IME the mike feed to a digital recorder and the output of the ADC/DAC are indistinguishable.
I know not many people have had the opportunity to experience this but I can assure you that, for me, it is. This is the reason, not only the theory that so few are mathematically equipped to understand, that convinced me, years ago, that as a good digital recorder is completely transparent.
I have heard it myself.
I am not speculating on whether the sound of my hifi seems realistic to me. I am stating that I can hear no difference between the input to a digital recorder and its output.
I know what I have heard. That is enough for me.
I expect there are probably only a tiny handful of people on here who have had the opportunity to make this comparison properly themselves.
Everybody else is speculating (sometimes wildly...)
 
Well in my opinion no audible musical information is removed by the bandwidth limiting.

Acknowledging that there is some degree of approximation and some loss of information, but that it isn't (in your opinion) important, is very different from saying that digital sampling reproduces the original waveform perfectly.

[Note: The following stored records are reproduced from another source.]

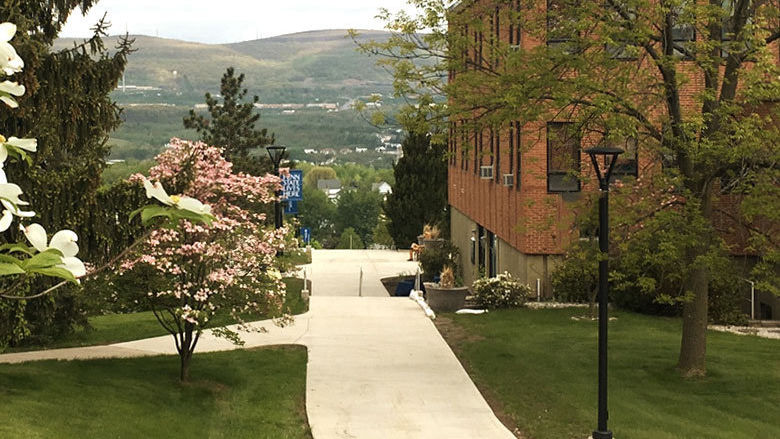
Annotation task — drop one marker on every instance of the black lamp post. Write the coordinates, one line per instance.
(609, 156)
(276, 153)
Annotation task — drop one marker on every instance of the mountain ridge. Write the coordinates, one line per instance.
(302, 66)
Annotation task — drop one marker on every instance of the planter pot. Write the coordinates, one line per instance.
(445, 299)
(433, 244)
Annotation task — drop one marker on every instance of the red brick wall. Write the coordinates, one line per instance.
(529, 218)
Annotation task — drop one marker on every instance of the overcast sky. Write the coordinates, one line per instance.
(226, 21)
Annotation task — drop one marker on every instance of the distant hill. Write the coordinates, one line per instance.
(298, 67)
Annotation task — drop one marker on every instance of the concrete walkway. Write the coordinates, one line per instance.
(378, 368)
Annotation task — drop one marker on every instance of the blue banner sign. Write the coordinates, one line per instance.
(291, 208)
(292, 185)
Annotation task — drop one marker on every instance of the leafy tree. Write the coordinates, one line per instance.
(382, 234)
(358, 210)
(317, 212)
(225, 268)
(350, 240)
(420, 193)
(232, 126)
(623, 69)
(67, 107)
(317, 173)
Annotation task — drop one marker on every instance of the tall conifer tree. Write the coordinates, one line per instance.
(420, 193)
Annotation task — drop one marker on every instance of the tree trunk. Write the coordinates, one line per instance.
(693, 348)
(185, 356)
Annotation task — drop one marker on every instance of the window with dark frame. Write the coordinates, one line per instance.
(622, 49)
(559, 33)
(563, 157)
(497, 38)
(518, 30)
(477, 151)
(497, 155)
(682, 34)
(511, 148)
(628, 162)
(519, 152)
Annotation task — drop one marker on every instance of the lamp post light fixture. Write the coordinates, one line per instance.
(276, 153)
(609, 155)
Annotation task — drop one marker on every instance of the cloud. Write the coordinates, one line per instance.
(227, 21)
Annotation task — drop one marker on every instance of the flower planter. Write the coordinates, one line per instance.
(433, 244)
(445, 299)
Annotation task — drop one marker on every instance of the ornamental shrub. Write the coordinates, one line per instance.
(433, 259)
(499, 292)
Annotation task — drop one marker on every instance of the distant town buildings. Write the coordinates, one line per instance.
(331, 187)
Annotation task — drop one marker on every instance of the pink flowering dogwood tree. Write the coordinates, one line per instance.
(227, 268)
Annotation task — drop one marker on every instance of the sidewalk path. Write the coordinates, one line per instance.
(378, 368)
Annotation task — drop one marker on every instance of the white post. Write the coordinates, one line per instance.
(360, 285)
(305, 291)
(538, 290)
(752, 298)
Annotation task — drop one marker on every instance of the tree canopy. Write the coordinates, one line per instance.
(693, 84)
(232, 125)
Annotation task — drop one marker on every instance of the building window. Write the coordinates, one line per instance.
(628, 162)
(682, 33)
(561, 32)
(477, 151)
(519, 153)
(497, 155)
(623, 49)
(563, 157)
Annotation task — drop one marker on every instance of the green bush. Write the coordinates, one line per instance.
(350, 240)
(576, 279)
(434, 258)
(499, 292)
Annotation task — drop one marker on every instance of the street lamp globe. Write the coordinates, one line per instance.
(276, 153)
(609, 156)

Whether you agree or not, any musical signal can be described by a sum of sine waves of varying frequency, amplitude and phase with time.

I probably wasn't making myself clear. I certainly agree that music can be represented by a single waveform which sums all of the information. However, describing it as a sine wave is not entirely correct; we use this term as short hand because it is the easiest form of wave to describe and operate on. A sine wave of course is a continuous function and can easily be reproduced by any competent dac because it clearly meets the conditions of sampling theorem. However, the waveform of a piece of music is not a sine wave and it is not continuous (in the mathematical sense), and I think you would have trouble defining the function that describes it.

IME the mike feed to a digital recorder and the output of the ADC/DAC are indistinguishable.
I know not many people have had the opportunity to experience this but I can assure you that, for me, it is. This is the reason, not only the theory that so few are mathematically equipped to understand, that convinced me, years ago, that as a good digital recorder is completely transparent.

I don't doubt your experience or its validity. I don't even doubt your conclusion - I can readily accept that a digital recording is more transparent in almost all respects. However, I think there is at least one vital respect - ie timing information - which is not as readily apparent but which is important for musical reproduction and which digital recording does not reproduce as well. This minor aspect may be swamped by the accuracy of most other elements of digital recording, but it still prevents digital recordings from having that last element of "realness" that good analog recordings still possess, even if they sound less real in many other ways, such as dynamic range or noise floor.